The U.N. Environmental Programme (UNEP) calls for drastic reductions in emissions to slow the rate of global warming during this century (compared with pre-industrial temperatures on record around the year 1900). To limit global warming to 2 degrees Celsius, and ideally to 1.5 degrees, UNEP calls for three to five times as much effort globally to reduce greenhouse-gas emissions. Scientists report that the global climate has warmed by 1.1 degrees already and is on track to rise by no less than 3.2 degrees.

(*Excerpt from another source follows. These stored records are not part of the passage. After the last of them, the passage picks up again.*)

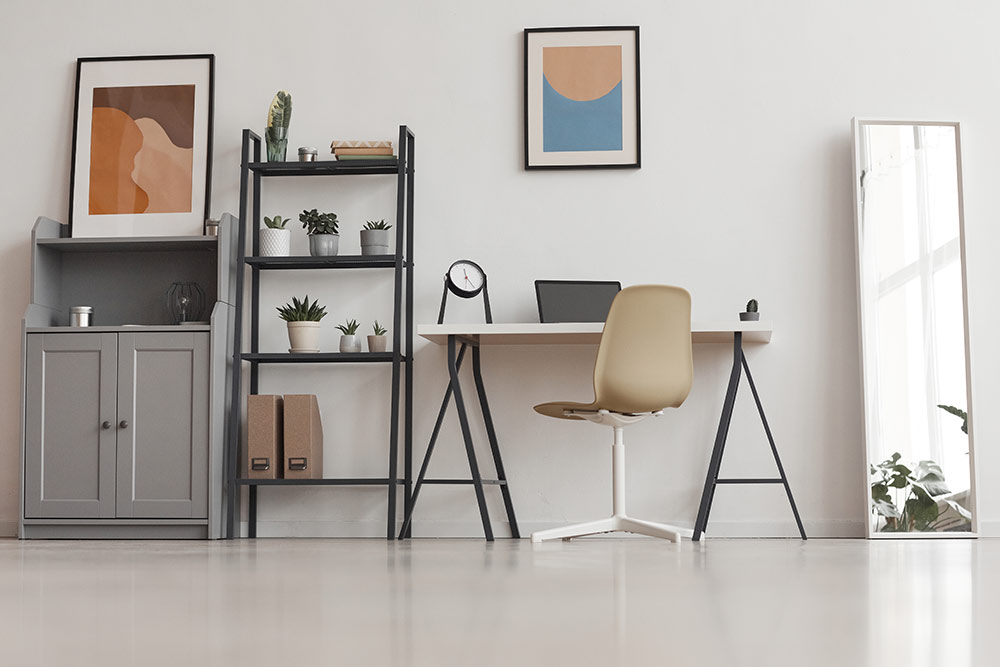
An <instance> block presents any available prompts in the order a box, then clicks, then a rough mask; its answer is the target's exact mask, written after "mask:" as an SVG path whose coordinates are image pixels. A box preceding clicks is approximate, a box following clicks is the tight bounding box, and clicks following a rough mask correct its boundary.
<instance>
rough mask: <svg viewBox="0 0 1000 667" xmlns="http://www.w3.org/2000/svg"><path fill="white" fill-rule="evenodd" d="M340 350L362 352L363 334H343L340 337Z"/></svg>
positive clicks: (345, 351) (348, 351) (344, 351)
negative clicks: (361, 337) (359, 335)
mask: <svg viewBox="0 0 1000 667" xmlns="http://www.w3.org/2000/svg"><path fill="white" fill-rule="evenodd" d="M340 351H341V352H360V351H361V336H358V335H357V334H355V335H353V336H347V335H344V336H341V337H340Z"/></svg>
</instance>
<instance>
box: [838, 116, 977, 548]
mask: <svg viewBox="0 0 1000 667" xmlns="http://www.w3.org/2000/svg"><path fill="white" fill-rule="evenodd" d="M854 158H855V182H854V186H855V194H856V223H857V264H858V299H859V307H860V318H861V357H862V378H863V384H864V406H865V409H864V411H865V440H866V443H867V445H866V446H867V464H866V470H867V472H866V475H867V484H866V497H867V499H868V509H869V512H868V534H869V536H871V537H875V536H902V535H911V536H914V535H928V534H935V535H942V536H944V535H949V534H951V535H954V536H956V537H958V536H967V535H970V534H974V533H975V530H976V525H975V474H974V466H973V460H974V459H973V453H972V428H971V421H970V420H969V419H968V414H967V412H968V410H969V404H970V401H969V397H970V389H969V388H970V382H969V373H970V370H969V369H970V366H969V359H968V335H967V332H968V325H967V316H966V294H965V248H964V233H963V230H964V227H963V210H962V163H961V142H960V133H959V126H958V123H911V122H897V121H869V120H858V119H855V121H854Z"/></svg>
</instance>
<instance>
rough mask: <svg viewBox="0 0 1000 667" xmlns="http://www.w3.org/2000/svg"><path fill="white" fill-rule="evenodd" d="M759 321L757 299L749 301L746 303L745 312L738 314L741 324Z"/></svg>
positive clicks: (758, 313)
mask: <svg viewBox="0 0 1000 667" xmlns="http://www.w3.org/2000/svg"><path fill="white" fill-rule="evenodd" d="M759 319H760V313H758V312H757V299H750V300H749V301H747V309H746V311H744V312H742V313H740V321H741V322H756V321H757V320H759Z"/></svg>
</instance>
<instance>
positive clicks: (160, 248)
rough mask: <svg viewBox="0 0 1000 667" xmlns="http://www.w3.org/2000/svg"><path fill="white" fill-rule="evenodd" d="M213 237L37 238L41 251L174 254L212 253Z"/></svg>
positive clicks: (216, 238) (114, 237)
mask: <svg viewBox="0 0 1000 667" xmlns="http://www.w3.org/2000/svg"><path fill="white" fill-rule="evenodd" d="M218 241H219V239H218V237H216V236H121V237H109V238H79V239H74V238H49V239H37V240H36V243H37V245H39V246H40V247H43V248H52V249H54V250H57V251H59V252H107V251H122V250H126V251H132V252H137V251H138V252H174V251H177V250H181V251H191V250H205V251H211V252H215V251H216V248H217V247H218Z"/></svg>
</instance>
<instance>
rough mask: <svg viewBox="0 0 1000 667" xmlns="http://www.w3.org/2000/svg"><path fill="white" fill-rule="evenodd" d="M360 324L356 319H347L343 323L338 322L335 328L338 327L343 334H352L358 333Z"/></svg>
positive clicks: (347, 334)
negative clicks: (339, 322)
mask: <svg viewBox="0 0 1000 667" xmlns="http://www.w3.org/2000/svg"><path fill="white" fill-rule="evenodd" d="M360 326H361V325H360V324H358V321H357V320H349V321H347V322H344V323H343V324H338V325H337V328H338V329H340V332H341V333H342V334H344V335H345V336H353V335H354V334H356V333H358V327H360Z"/></svg>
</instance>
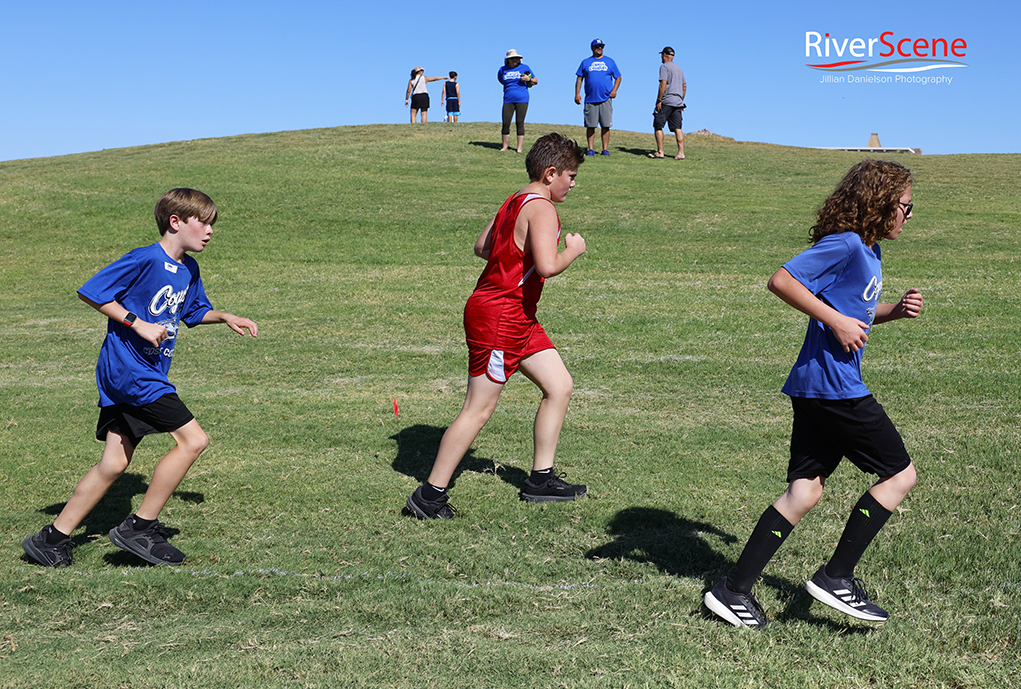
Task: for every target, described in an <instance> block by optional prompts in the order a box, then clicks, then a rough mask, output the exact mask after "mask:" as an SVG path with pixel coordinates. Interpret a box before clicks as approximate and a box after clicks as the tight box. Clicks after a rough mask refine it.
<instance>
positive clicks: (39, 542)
mask: <svg viewBox="0 0 1021 689" xmlns="http://www.w3.org/2000/svg"><path fill="white" fill-rule="evenodd" d="M49 529H51V527H44V528H43V529H42V531H40V532H39V533H38V534H33V535H32V536H29V537H28V538H27V539H25V540H23V541H21V547H22V548H25V554H27V555H28V556H29V557H31V558H32V559H34V560H36V561H37V562H39V563H40V564H42V565H43V567H70V565H71V564H72V561H71V557H70V549H71V542H70V537H69V536H64V538H62V539H60V540H58V541H57V542H56V543H49V542H48V541H47V540H46V532H47V530H49ZM57 533H59V532H57Z"/></svg>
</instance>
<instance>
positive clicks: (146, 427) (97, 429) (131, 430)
mask: <svg viewBox="0 0 1021 689" xmlns="http://www.w3.org/2000/svg"><path fill="white" fill-rule="evenodd" d="M194 417H195V416H194V415H193V414H192V412H191V411H189V410H188V407H186V406H185V403H184V402H182V401H181V398H180V397H178V394H177V393H176V392H172V393H169V394H168V395H163V396H162V397H160V398H159V399H157V400H156V401H155V402H150V403H149V404H143V405H142V406H133V405H131V404H114V405H112V406H102V407H99V423H98V424H97V425H96V440H101V441H103V442H106V433H107V431H114V432H116V433H119V434H120V435H123V436H125V437H126V438H128V441H129V442H130V443H131V444H132V446H133V447H138V444H139V443H140V442H142V438H143V437H144V436H147V435H151V434H153V433H169V432H171V431H177V430H178V429H179V428H181V427H182V426H184V425H185V424H187V423H188V422H190V421H191V420H193V419H194Z"/></svg>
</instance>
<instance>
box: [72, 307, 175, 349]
mask: <svg viewBox="0 0 1021 689" xmlns="http://www.w3.org/2000/svg"><path fill="white" fill-rule="evenodd" d="M78 297H79V299H81V300H82V301H84V302H85V303H87V304H89V305H90V306H92V307H93V308H94V309H96V310H97V311H99V312H100V313H102V314H103V315H105V316H106V317H107V318H110V319H111V321H116V322H117V323H124V322H125V317H126V316H127V315H128V314H129V313H131V311H129V310H128V309H127V308H125V307H124V306H121V305H120V304H119V303H118V302H116V301H107V302H106V303H105V304H97V303H96V302H94V301H93V300H92V299H89V298H88V297H86V296H84V295H82V294H79V295H78ZM130 328H131V329H132V330H133V331H135V333H136V334H137V335H138V336H139V337H140V338H142V339H143V340H145V341H146V342H150V343H152V344H153V345H155V346H156V347H158V346H159V345H160V344H162V342H163V340H165V339H166V338H167V337H168V334H167V332H166V329H165V328H163V327H162V326H160V325H158V324H155V323H147V322H145V321H142V318H136V319H135V323H134V324H132V325H131V326H130Z"/></svg>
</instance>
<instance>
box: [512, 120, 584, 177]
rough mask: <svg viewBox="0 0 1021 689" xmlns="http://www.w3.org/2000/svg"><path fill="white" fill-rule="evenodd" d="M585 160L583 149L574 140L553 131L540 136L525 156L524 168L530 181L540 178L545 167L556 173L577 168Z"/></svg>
mask: <svg viewBox="0 0 1021 689" xmlns="http://www.w3.org/2000/svg"><path fill="white" fill-rule="evenodd" d="M583 162H585V151H584V149H583V148H582V147H581V146H579V145H578V144H577V143H576V142H574V141H572V140H571V139H568V138H567V137H565V136H564V135H562V134H556V133H555V132H553V133H551V134H547V135H546V136H544V137H540V138H539V139H538V140H537V141H536V142H535V143H534V144H532V150H530V151H529V152H528V155H527V156H526V157H525V169H527V170H528V178H529V180H531V181H532V182H537V181H539V180H541V179H542V174H543V173H544V171H545V170H546V168H547V167H555V168H556V171H557V173H564V171H567V170H572V169H578V168H579V167H580V166H581V163H583Z"/></svg>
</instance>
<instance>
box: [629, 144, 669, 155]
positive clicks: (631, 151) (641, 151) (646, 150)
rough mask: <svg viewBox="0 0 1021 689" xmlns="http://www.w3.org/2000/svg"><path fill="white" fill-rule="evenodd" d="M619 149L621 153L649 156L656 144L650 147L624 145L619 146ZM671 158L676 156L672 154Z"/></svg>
mask: <svg viewBox="0 0 1021 689" xmlns="http://www.w3.org/2000/svg"><path fill="white" fill-rule="evenodd" d="M617 150H618V151H620V152H621V153H626V154H627V155H637V156H638V157H640V158H646V157H648V154H649V153H651V152H652V151H654V150H655V146H654V145H650V146H649V147H648V148H625V147H623V146H618V147H617ZM670 157H671V158H672V157H674V156H670Z"/></svg>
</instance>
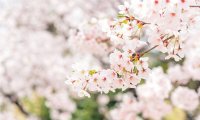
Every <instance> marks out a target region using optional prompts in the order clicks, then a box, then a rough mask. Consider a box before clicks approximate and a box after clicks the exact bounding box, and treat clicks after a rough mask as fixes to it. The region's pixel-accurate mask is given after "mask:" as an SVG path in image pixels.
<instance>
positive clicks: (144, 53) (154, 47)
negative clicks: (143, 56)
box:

Even with drastic action, it is no longer likely that the world’s citizens can limit the temperature increase to 1.5 degrees because of damage already done, the WMO report says. The back-up plan is to contain warming to 2 degrees, but even that is unlikely if future emissions continue to outstrip reductions, as forecast by the WMO in its emissions and production reports this week.
The Intergovernmental Panel on Climate Change warns that temperature increase of more than 1.5°C will increase the frequency and intensity of climate impacts.
All signs point to continuing increases in greenhouse gases through at least 2030, according to the “United in Science” report issued by UNEP this fall.
“For ten years, the Emissions Gap Report has been sounding the alarm – and for ten years, the world has only increased its emissions,” UN Secretary-General António Guterres said in a news release. “There has never been a more important time to listen to the science. Failure to heed these warnings and take drastic action to reverse emissions means we will continue to witness deadly and catastrophic heatwaves, storms and pollution.”
The WMO reports to the United Nations. Members include the United States, Canada, and Mexico.
In the Paris Climate Agreement of 2015, 186 ratifying nations set emission-reduction goals but too few have achieved them, UNEP says. Building on that agreement, nations will be asked in Madrid to intensify their pledges and demonstrate in practical terms how they will achieve the necessary reductions.